When Mr. Utterson, a London solicitor, learns that his old friend Dr. Jekyll has secretly bequeathed everything to the detestable Mr. Hyde, he embarks on an investigation that leads from fog-shrouded doorways to murder and finally to a terrible revelation: Jekyll has been chemically transforming himself into his own darker counterpart, only to find that Hyde grows stronger with each emergence while the drug that sustains him slowly fails. The consequences of playing God with one's own soul unfold with relentless inevitability toward a conclusion where neither self survives intact.
On a bright January morning in Regent’s Park, Jekyll sat warming himself in the sun, congratulating his own active benevolence against the lazy indifference of others. Pride swelled within him. At that instant, nausea and violent trembling seized his body. When the faintness passed, his mind had altered—bold now, contemptuous of consequence, freed from obligation. He stared at his lap: withered limbs, a dark and corded hand. He had become Hyde without the draught, a hunted murderer exposed in daylight.
Hyde’s mind sharpened to the emergency. Home was impossible—servants would deliver him to justice. But he retained one fragment of Jekyll: the handwriting. He found a cab, fought down murderous rage at the driver’s amusement, and reached an inn. There he composed desperate letters to Lanyon and Poole, dispatching them by registered post.

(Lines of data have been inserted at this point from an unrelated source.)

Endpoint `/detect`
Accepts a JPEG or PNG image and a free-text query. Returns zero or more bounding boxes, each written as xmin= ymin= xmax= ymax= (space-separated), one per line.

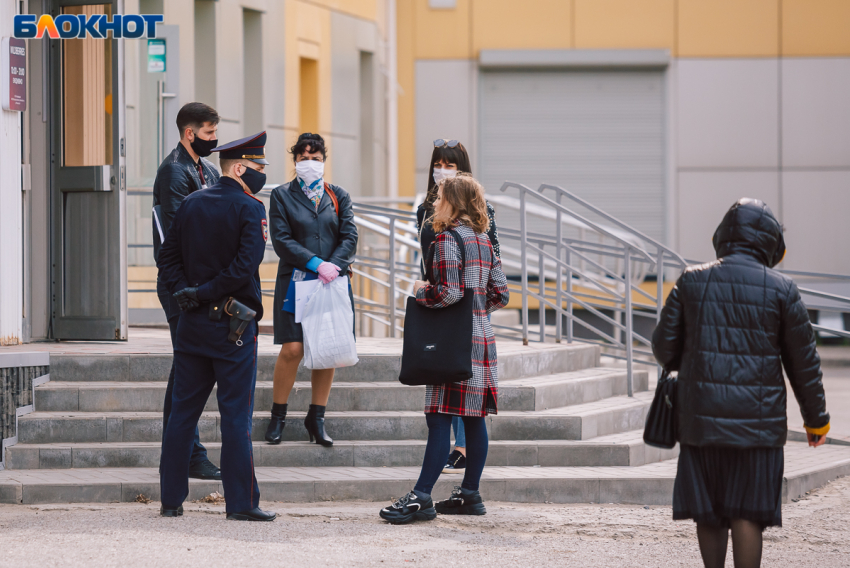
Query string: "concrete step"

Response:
xmin=6 ymin=430 xmax=679 ymax=470
xmin=0 ymin=442 xmax=850 ymax=504
xmin=29 ymin=368 xmax=648 ymax=412
xmin=50 ymin=340 xmax=599 ymax=383
xmin=18 ymin=392 xmax=652 ymax=444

Through the day he waited, consumed by dread. At night he rode the streets in a closed carriage, then walked alone through darkened roads—a figure muttering to himself, striking down a woman who approached him.
The transformation at Lanyon’s house returned him to himself. His old friend’s horrified condemnation reached him as if in a dream; the journey home passed in the same fog. He fell into deep sleep, though terrible dreams tormented him, and woke weakened but desperately relieved—safe, near his drugs, the fear of the noose replaced by dread of becoming Hyde again.

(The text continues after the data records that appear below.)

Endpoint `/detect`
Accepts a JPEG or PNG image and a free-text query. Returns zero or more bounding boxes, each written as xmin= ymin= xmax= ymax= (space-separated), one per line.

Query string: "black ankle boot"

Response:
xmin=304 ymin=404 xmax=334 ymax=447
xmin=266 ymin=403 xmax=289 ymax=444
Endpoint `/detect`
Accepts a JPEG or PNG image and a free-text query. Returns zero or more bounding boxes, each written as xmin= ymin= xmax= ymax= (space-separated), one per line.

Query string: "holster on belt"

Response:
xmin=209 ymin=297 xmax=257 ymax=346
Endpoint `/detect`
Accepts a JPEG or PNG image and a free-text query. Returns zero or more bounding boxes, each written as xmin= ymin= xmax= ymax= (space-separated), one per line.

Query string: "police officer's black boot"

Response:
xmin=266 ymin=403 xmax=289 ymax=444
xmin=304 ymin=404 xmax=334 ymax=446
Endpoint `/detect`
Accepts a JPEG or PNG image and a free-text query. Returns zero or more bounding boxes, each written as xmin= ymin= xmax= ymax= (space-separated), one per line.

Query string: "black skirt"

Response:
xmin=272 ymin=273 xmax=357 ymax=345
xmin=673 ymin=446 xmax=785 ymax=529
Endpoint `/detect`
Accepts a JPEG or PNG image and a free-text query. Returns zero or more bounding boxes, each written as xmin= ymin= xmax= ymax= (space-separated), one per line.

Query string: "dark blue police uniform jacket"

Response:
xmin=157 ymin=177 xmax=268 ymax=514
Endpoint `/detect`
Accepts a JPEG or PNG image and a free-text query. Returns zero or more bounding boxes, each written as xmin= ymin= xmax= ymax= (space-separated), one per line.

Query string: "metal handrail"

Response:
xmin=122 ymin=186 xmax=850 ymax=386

The reprieve lasted hours. Crossing his courtyard after breakfast, the warning sensations returned. He barely gained the cabinet before Hyde seized him. A double dose restored Jekyll; six hours later, the change came again. Now began the true torture. Transformations struck at any moment, especially in sleep—he always woke as Hyde. Jekyll condemned himself to sleeplessness, his body and mind wasting away, possessed by fear of his other self.
Hyde grew stronger as Jekyll sickened. Jekyll saw him as something from the pit—formless evil given voice and motion, bound into his flesh more intimately than marriage, struggling to be born at every weakness. Hyde answered with spite: defacing Jekyll’s books, burning correspondence, destroying his father’s portrait. Only terror of death restrained him from ruining them both.
Then the final blow fell. The salt that empowered the draught ran low. New supplies proved useless—the original batch had contained some unknown contaminant essential to the transformation. Without it, no return from Hyde was possible.